Those neighborhoods are:
- Candler Park, Druid Hills
- Lake Claire
- East Lake
- Kirkwood
- Edgewood
- East Atlanta
- Emory University/Center for Disease Control
- Part of Morningside/Lenox Park

This leaves _ neighborhoods (see appendix for list)

## Areas of Analysis
- Corporate power in buying and purchasing (stat significance in purachsing price diff?)
- Corporate profits from rentals
- Corporate concentration
- Neighborhood characteristics?

- Sum of buying, selling -> all sales
- Sum of holding -> all parcels
- Create a cumulative measure and normalized by neighborhood context
- Take distribution of all sales to ind, corp and compare to see if statistically significant
- FLIPPING ACTIVITY
- Correlate to neighborhood characteristics
- Predict based on neighborhood characteristics
- Geospatial for each neighborhood
- Foreclosure rate 

In [37]:
import pandas as pd
import geopandas as gpd

pd.set_option('display.max_columns', 150)
pd.options.display.float_format = '{:.5f}'.format

### Data from process_data.ipynb

In [217]:
# All sales in Fulton for period, LUC == 101
fulton_sales_all = pd.read_parquet("./output/fulton_sales_all.parquet")
# Parcel data for every year and parcel in the period, LUC == 101
digest_full_geo_nbhd = pd.read_parquet("./output/digest_full_geo_nbhd.parquet")
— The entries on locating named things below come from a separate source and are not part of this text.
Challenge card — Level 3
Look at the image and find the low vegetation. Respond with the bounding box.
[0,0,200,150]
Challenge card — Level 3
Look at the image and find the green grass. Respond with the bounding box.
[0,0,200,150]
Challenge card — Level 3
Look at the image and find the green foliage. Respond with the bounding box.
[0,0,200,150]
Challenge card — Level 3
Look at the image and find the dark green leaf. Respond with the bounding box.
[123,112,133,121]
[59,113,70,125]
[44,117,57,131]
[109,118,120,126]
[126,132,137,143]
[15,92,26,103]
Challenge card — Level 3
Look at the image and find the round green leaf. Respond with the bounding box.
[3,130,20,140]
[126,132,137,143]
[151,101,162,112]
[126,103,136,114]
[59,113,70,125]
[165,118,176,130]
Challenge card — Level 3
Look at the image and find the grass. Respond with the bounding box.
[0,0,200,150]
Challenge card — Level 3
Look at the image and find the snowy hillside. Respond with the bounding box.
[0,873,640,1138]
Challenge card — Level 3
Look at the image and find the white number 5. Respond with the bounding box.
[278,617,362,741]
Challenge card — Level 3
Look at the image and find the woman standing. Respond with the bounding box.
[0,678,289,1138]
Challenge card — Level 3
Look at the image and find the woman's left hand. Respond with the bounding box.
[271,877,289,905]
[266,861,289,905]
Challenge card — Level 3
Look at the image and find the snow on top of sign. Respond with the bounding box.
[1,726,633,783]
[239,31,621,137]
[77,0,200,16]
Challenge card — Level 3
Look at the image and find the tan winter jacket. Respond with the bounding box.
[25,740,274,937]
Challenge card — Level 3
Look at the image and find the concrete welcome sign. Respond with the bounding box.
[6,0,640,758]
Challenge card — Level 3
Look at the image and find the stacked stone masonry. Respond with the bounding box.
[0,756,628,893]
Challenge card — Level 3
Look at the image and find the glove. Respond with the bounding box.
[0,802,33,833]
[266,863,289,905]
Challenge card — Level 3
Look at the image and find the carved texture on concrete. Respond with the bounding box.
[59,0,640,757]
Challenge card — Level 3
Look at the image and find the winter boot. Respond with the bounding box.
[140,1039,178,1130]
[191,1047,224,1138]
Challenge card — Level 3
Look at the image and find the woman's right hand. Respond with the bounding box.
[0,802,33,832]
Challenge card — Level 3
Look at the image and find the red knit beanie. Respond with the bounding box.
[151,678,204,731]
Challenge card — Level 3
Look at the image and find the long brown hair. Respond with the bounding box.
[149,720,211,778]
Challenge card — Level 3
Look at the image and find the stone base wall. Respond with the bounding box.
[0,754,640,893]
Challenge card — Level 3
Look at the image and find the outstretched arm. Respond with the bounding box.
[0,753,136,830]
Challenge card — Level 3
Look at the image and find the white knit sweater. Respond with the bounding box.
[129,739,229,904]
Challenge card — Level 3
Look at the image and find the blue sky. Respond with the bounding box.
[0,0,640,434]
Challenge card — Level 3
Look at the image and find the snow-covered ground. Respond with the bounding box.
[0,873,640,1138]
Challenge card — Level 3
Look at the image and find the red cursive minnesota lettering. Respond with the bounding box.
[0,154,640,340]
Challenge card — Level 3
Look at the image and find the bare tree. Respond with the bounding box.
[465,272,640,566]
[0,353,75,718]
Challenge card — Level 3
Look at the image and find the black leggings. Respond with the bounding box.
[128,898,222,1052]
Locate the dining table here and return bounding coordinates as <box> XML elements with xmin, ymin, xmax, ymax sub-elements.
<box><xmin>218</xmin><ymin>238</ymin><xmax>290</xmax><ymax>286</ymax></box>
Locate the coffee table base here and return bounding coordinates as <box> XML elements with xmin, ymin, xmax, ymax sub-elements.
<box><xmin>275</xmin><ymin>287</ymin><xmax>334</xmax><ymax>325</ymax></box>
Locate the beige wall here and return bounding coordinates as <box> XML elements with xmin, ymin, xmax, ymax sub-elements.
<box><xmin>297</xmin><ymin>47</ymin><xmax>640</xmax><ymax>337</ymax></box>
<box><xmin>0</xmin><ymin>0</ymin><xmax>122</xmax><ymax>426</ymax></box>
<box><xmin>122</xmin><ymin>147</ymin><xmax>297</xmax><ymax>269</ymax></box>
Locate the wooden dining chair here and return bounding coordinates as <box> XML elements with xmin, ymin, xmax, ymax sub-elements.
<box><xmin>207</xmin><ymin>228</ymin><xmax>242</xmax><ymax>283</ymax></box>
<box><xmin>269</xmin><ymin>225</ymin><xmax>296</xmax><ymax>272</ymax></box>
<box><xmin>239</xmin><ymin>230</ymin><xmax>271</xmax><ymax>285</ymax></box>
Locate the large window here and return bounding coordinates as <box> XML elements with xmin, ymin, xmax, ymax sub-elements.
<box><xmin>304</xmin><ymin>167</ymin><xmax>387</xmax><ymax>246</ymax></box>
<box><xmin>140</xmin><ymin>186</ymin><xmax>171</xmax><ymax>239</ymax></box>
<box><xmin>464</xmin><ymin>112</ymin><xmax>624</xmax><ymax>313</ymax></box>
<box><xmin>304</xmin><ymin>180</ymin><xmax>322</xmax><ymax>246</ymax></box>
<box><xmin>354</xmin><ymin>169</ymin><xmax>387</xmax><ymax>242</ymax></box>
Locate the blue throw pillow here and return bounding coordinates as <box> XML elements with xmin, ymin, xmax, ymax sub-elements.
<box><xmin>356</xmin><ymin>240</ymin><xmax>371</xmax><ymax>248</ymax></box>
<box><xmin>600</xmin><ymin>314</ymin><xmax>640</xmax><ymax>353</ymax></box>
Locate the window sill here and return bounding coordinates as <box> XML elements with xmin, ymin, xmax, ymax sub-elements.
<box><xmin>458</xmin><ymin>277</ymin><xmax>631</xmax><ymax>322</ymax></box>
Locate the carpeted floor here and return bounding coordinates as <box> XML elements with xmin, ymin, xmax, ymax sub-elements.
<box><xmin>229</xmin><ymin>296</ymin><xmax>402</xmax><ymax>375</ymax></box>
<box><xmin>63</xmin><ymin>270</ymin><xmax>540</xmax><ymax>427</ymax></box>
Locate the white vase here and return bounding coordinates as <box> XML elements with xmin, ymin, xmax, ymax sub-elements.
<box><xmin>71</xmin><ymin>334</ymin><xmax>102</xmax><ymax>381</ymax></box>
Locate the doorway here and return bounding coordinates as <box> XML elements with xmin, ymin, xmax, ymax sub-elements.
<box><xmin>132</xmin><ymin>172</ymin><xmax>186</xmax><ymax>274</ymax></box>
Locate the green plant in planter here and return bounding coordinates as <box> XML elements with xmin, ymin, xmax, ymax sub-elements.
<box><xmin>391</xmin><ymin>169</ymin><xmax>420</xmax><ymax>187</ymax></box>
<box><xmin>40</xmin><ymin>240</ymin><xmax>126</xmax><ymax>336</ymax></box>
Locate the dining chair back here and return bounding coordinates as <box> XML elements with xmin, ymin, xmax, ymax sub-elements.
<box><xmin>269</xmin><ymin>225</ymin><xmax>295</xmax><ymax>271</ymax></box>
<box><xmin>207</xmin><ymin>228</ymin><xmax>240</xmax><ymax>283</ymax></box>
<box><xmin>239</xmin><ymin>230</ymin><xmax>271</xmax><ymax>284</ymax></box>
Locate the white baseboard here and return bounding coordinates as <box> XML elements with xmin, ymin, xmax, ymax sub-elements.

### Initial, basic data cleaning for our research question

PARCEL: ---
- t

SALES: ---
- Only retain sales with valid saleval code (saleval=0)
- Drop sales with low sales price, indicating non-arms length transcations (handled by excluding saleval code T)

Notable Saleval codes:
- 0 = valid sale
- T = sale under $1000
- G = deed of gift
- 5 = Foreclosure
- 9 = Unvalidated/Deed stamps
- 3 = Remodeled after sale

Parcel data

In [256]:
# Investigate the cause of TAXYR, PARID duplicate keys
digest_full_geo_nbhd[digest_full_geo_nbhd.duplicated(subset=["TAXYR", "PARID"], keep=False)].sort_values(by=["TAXYR", "PARID"]).head(5)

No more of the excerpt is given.